A total of 105 condominiums sold in 90802 zip code (downtown Long Beach, Alamitos Beach and Ocean Blvd.) between June 1 and August 31 in prices ranging from $60,199 to $775,000:
As reported in the MLS, all-cash buyers represented 28 (or 27%) of these sales, most for units under $200,000; 30 units were listed as REO (bank-owned) properties; 35 units were listed as subject to short pay approval; 35 units were listed as standard or equity sales (33%).  Per the MLS, 58% were financed: only 12 were reported as purchased with FHA financing, 2 with VA loans, while 47 units were purchased with conventional financing.
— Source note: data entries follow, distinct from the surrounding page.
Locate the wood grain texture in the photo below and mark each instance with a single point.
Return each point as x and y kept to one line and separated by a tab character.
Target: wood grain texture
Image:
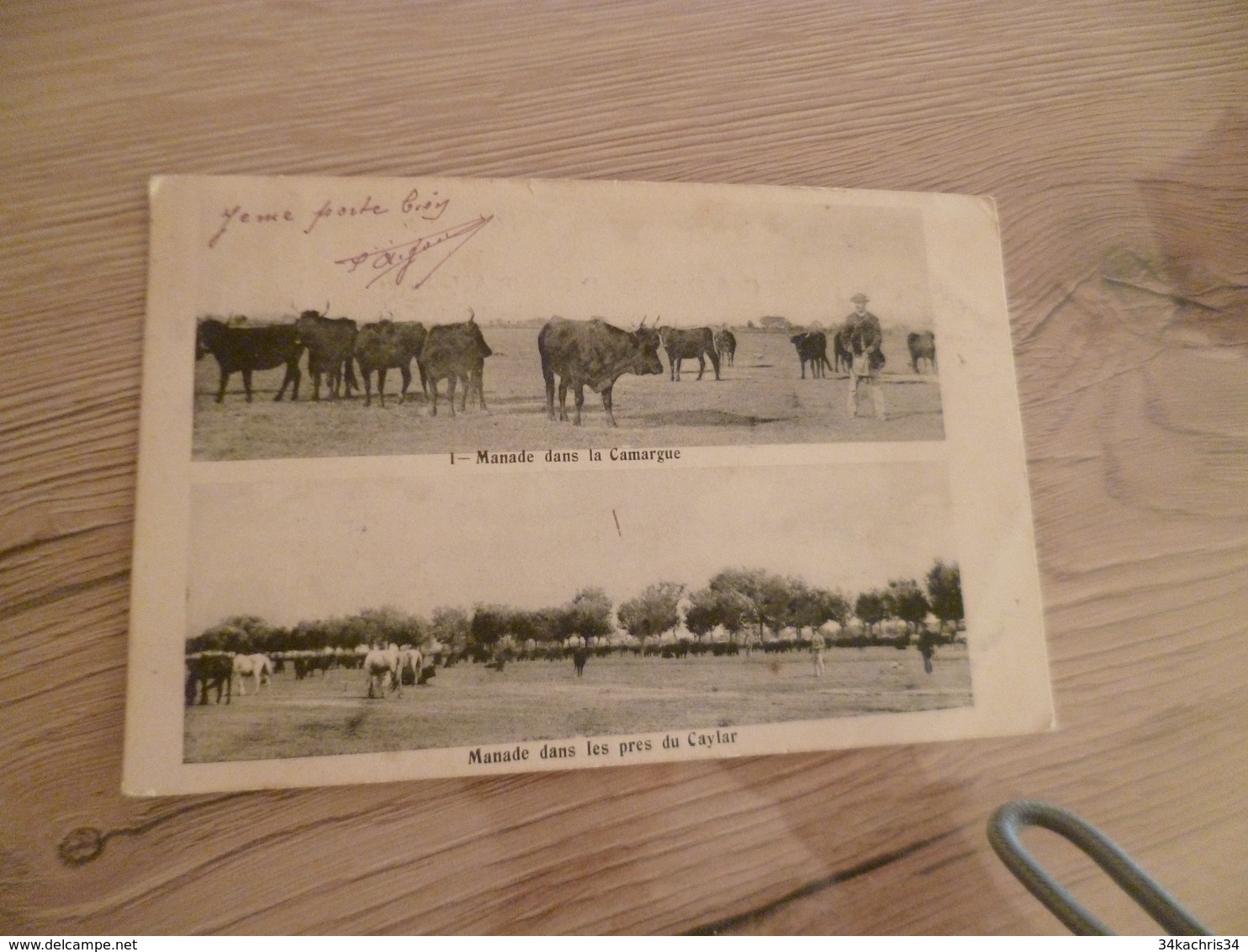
1113	137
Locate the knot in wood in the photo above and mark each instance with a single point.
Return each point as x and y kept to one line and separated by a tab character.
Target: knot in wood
82	845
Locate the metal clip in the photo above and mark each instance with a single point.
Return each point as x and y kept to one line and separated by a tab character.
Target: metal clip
1152	898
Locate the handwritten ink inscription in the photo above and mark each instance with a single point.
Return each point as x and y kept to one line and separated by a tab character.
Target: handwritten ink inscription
430	209
397	260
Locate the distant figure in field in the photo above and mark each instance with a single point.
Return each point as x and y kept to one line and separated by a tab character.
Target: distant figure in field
865	342
926	648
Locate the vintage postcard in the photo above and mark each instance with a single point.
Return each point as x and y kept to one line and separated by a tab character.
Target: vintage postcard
454	477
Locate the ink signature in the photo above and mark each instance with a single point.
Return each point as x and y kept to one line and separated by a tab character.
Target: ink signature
394	261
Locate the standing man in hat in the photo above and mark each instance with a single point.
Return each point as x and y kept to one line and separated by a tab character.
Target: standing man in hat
865	342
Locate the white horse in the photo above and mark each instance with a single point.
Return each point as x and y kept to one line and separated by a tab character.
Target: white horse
381	664
410	659
257	666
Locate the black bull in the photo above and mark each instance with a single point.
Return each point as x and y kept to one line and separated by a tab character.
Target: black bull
812	348
595	353
251	348
923	347
694	343
331	342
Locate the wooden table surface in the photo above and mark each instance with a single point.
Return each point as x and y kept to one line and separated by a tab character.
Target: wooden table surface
1114	139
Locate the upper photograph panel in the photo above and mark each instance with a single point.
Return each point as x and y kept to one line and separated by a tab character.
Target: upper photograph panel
376	317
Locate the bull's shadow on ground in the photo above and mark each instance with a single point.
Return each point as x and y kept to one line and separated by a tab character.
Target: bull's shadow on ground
703	418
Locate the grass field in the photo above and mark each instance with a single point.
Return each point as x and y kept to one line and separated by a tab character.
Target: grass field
542	701
761	399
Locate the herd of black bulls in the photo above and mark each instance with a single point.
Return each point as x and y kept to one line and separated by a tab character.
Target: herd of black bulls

A total of 29 condominiums sold in 90802 zip code (Marina Pacifica, Bluff Park, Belmont Heights, Naples, Belmont Shore) in the same time period, from $134,000 to $665,000.
As reported in the MLS, all-cash represented 7 sales(or 24%); only 1 FHA financing, 19 conventional loans (69%); 16 units were standard equity sales (50%); while 8 were closed as short sale properties and 4 were listed as REO properties.
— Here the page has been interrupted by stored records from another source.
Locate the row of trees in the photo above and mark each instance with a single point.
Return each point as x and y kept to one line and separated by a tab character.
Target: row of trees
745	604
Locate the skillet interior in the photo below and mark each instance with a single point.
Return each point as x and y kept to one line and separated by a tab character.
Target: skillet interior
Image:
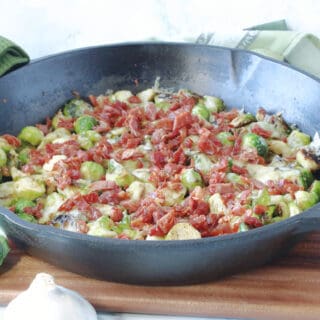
242	79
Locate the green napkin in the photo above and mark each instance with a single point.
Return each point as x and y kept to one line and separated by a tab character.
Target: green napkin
11	56
274	40
4	249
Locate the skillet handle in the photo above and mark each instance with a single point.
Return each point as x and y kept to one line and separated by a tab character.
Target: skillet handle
310	221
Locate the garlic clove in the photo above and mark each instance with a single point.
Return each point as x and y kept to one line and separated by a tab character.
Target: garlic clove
46	300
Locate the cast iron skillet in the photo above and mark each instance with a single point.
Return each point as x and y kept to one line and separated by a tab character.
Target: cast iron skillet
241	78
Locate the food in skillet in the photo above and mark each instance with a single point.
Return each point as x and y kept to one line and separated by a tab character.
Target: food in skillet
158	165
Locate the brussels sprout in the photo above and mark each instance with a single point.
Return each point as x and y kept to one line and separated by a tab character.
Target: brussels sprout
27	217
191	178
213	104
136	190
92	171
254	141
202	163
122	95
308	159
298	139
315	187
7	189
28	188
216	204
84	123
225	138
102	227
32	135
305	200
23	155
242	119
146	95
51	206
87	139
23	203
201	111
75	108
3	158
305	178
4	145
183	231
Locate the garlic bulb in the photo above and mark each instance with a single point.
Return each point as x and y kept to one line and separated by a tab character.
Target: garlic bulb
44	300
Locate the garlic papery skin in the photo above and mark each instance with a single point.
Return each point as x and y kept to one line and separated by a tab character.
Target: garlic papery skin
44	300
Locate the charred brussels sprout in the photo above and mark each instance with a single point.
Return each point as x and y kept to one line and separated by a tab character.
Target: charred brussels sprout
32	135
254	141
84	123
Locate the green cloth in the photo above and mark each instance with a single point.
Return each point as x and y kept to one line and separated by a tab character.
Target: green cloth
273	40
11	56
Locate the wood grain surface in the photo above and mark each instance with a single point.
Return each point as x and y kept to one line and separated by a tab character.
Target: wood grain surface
289	288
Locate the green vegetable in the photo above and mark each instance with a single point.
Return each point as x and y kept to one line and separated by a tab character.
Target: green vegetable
191	178
91	171
201	111
254	141
23	203
32	135
202	163
28	188
305	178
298	139
224	138
315	187
75	108
23	155
242	119
213	104
305	200
4	249
3	158
27	217
84	123
4	145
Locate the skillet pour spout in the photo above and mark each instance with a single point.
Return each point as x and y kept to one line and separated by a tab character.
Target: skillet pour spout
243	79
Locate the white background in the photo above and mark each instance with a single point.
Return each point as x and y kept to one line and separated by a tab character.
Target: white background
43	27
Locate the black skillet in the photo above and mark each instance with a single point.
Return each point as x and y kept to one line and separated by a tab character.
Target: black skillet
242	79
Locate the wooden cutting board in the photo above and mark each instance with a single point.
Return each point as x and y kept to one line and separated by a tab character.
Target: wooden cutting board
289	288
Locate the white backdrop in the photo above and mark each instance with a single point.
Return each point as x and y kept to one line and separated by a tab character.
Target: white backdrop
43	27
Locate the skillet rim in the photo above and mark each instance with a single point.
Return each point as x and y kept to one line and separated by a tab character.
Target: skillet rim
14	220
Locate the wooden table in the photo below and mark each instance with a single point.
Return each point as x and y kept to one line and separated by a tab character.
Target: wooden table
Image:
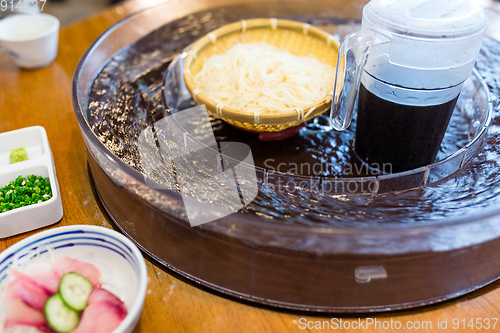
43	97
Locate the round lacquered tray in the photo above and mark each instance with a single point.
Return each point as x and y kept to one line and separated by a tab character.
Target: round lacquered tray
306	249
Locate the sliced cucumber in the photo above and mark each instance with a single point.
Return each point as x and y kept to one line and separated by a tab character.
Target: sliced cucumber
75	290
59	317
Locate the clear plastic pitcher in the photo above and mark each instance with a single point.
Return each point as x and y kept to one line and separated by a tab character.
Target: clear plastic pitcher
407	65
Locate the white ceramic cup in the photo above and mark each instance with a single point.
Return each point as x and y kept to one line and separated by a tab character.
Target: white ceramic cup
30	39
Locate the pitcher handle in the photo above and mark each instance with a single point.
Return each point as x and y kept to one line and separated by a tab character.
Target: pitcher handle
353	53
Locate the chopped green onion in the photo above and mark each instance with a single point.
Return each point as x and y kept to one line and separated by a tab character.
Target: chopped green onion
22	192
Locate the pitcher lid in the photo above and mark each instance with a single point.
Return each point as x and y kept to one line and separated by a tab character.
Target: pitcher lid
426	18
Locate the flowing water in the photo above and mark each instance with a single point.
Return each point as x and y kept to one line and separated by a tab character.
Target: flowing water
126	97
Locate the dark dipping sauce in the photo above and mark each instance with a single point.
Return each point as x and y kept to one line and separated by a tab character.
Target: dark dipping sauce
399	137
126	97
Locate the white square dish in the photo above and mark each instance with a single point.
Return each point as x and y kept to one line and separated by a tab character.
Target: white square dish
40	163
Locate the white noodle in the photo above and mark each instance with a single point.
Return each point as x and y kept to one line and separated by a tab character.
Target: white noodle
259	77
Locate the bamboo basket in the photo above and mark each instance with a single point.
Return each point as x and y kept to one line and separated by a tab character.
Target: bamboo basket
298	38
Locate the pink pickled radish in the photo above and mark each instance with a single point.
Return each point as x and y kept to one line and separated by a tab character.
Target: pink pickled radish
20	314
64	264
27	290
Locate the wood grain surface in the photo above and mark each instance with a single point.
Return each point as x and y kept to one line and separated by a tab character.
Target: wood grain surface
43	97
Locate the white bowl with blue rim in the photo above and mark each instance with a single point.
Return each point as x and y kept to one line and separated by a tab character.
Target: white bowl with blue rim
122	266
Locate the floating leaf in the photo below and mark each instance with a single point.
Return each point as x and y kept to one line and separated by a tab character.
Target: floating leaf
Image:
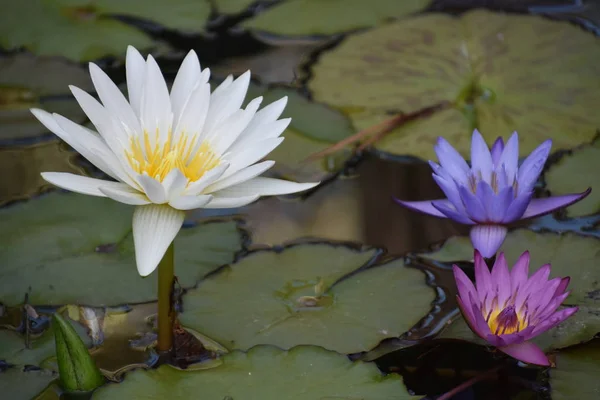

FHA financing, which used to be the great introduction to the first time buyer's purchase is increasingly a very limited vehicle for financing a condo.  Why? Because homeowner associations are not renewing their FHA project approvals, without which there is no FHA financing in that association. In a check of the HUD project approval list for Long Beach, the associations are dropping off the active list at an alarming rate. For some, it's a problem of having too many delinquent dues--but surprisingly, some HOAs may not even know they have expired as the old Board members have long since left the scene.  For others, they do not know that since 2008 FHA no longer does "spot" approvals, as they once did financing on a unit-by-unit basis, so they are not aware that they are limiting the ability to attract new homeowners. If you are a current condo owner, you should investigate what your association can do to obtain FHA approval--if only to enhance the prospect of obtaining a reverse mortgage if you are in the over-62 age bracket. Reverse mortgages are generally FHA loans, but if your project isn't approved, you will not be able to obtain one.

Both buyers and sellers need to be actively aware of these condo financing issues and investigate in advance their loan options with both FHA and conventional loans. While FHA is 3.5% down, it also has some other expenses rolled into the loan which a conventional loan does not.  There are some sources for 5% down conventional financing, which is more likely to be a better fit. If FHA is your only option because of your overall loan qualification circumstances, be prepared for a very diligent and patient search for the right homeowner association that is FHA approved before you make the offer.  And as we see above, all-cash buyers make up about one-quarter to one-third of the condo buying market in these areas.